11.          Miscellaneous.

(a)          Amendment and Termination.

(i)          The Board or the Committee may at any time and for any reason terminate the Plan. Except as provided in Section 9, no such termination of the Plan may affect options previously granted, provided that the Plan or an Offering Period may be terminated by the Committee on a Purchase Date or by the Board’s setting a new Purchase Date with respect to an Offering Period then in progress if the Board determines that termination of the Plan and/or the Offering Period is in the best interests of the Company and the stockholders or if continuation of the Plan and/or the Offering Period would cause the Company to incur adverse accounting charges as a result of a change after the Effective Date of the Plan in the generally accepted accounting principles applicable to the Plan. Either the Board or the Committee may amend the Plan. Except as provided in Section 9(a) and in this Section 11(a), no amendment to the Plan shall make any change in any option previously granted that adversely affects the rights of any Participant. In addition, to the extent necessary to comply with Rule 16b-3 or Section 423 of the Code (or any successor rule or provision or any applicable law or regulation), the Company shall obtain stockholder approval in such a manner and to such a degree as so required.

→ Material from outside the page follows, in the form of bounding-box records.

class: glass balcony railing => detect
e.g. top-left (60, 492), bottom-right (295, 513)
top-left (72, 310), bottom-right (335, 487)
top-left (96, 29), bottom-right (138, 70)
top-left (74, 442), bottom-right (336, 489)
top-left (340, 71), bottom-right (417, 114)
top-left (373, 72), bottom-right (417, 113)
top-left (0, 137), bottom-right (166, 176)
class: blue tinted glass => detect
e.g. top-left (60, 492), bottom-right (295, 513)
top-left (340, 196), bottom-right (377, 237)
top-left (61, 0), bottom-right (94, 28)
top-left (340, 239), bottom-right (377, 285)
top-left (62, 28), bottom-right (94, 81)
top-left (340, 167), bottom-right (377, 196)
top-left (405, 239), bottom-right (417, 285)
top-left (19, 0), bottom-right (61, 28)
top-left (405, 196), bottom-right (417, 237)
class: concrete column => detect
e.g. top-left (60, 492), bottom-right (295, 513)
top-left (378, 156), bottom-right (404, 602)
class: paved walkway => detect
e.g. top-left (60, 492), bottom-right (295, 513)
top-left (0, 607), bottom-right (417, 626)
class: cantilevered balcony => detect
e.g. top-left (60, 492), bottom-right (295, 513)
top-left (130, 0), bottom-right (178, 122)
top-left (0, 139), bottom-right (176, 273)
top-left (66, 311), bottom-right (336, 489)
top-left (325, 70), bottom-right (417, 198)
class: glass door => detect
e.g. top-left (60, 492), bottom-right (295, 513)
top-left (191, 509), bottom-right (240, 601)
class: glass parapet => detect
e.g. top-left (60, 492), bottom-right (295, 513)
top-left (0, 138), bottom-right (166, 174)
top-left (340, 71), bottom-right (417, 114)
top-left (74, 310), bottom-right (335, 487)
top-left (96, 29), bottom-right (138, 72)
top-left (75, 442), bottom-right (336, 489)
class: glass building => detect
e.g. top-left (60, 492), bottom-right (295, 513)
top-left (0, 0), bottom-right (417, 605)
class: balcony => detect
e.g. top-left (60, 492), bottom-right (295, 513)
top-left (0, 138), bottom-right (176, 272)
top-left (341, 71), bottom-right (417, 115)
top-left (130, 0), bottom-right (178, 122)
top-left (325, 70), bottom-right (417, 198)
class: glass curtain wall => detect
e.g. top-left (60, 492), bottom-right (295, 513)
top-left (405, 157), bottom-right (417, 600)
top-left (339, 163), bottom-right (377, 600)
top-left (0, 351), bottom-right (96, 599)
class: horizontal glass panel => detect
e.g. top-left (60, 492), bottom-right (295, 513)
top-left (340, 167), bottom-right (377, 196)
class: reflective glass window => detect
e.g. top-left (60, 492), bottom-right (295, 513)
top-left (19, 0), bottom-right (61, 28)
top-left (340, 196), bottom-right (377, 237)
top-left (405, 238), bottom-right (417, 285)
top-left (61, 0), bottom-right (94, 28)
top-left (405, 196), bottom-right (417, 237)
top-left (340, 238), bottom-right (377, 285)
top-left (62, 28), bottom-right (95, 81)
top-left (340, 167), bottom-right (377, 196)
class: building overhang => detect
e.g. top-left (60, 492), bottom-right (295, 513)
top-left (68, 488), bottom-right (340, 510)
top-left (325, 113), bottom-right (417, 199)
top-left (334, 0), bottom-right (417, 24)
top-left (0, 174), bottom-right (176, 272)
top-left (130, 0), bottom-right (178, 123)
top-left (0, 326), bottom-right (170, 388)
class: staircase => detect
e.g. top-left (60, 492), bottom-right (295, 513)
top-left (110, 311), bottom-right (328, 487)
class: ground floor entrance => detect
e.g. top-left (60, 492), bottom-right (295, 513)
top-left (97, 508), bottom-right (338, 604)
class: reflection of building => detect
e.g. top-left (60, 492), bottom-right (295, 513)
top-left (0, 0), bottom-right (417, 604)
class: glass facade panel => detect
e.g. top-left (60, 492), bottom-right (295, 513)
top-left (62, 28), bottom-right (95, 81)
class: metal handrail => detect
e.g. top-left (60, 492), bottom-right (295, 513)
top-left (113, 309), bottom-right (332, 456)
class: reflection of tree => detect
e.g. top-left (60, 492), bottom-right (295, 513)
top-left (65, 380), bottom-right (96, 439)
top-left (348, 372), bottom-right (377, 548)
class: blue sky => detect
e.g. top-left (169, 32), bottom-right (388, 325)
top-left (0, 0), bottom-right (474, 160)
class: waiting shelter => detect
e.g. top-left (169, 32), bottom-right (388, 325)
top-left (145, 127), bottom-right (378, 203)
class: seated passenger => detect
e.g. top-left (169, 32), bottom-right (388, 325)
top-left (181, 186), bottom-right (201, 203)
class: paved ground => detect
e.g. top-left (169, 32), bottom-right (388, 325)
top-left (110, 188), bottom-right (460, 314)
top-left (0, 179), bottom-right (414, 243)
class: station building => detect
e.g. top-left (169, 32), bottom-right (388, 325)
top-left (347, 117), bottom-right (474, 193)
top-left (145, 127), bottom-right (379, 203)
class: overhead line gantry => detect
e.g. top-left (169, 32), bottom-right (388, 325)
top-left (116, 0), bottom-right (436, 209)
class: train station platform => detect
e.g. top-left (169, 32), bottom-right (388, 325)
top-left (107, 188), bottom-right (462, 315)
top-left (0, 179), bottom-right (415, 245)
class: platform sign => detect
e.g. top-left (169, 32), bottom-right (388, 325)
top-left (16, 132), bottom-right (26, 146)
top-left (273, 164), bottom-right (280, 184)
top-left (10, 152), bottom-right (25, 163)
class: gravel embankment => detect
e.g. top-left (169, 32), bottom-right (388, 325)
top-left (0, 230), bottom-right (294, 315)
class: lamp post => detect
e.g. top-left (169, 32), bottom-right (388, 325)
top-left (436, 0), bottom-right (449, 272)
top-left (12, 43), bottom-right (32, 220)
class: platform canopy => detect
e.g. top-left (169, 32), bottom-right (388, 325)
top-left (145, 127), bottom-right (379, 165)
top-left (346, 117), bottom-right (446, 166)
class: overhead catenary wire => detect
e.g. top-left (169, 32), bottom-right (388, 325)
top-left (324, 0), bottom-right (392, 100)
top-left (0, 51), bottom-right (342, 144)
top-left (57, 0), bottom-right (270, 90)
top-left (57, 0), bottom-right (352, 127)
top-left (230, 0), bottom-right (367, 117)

(ii)          Without stockholder consent and without regard to whether any Participant’s rights may be considered to have been adversely affected, the Board or the Committee shall be entitled to change the Offering Period, limit the frequency and/or number of changes in the amount withheld during an Offering Period, establish the exchange ratio applicable to amounts withheld in a currency other than U.S. dollars, permit payroll tax withholding in excess of the amount designated by a Participant in order to adjust for delays or mistakes in the Company’s processing of properly completed withholding elections, establish reasonable waiting and adjustment periods and/or accounting and crediting procedures to ensure that amounts applied toward the purchase of Common Stock for each Participant properly correspond with amounts withheld from the Participant’s compensation, and establish such other limitations or procedures as the Board or the Committee determines, in its sole discretion, are advisable and consistent with the Plan.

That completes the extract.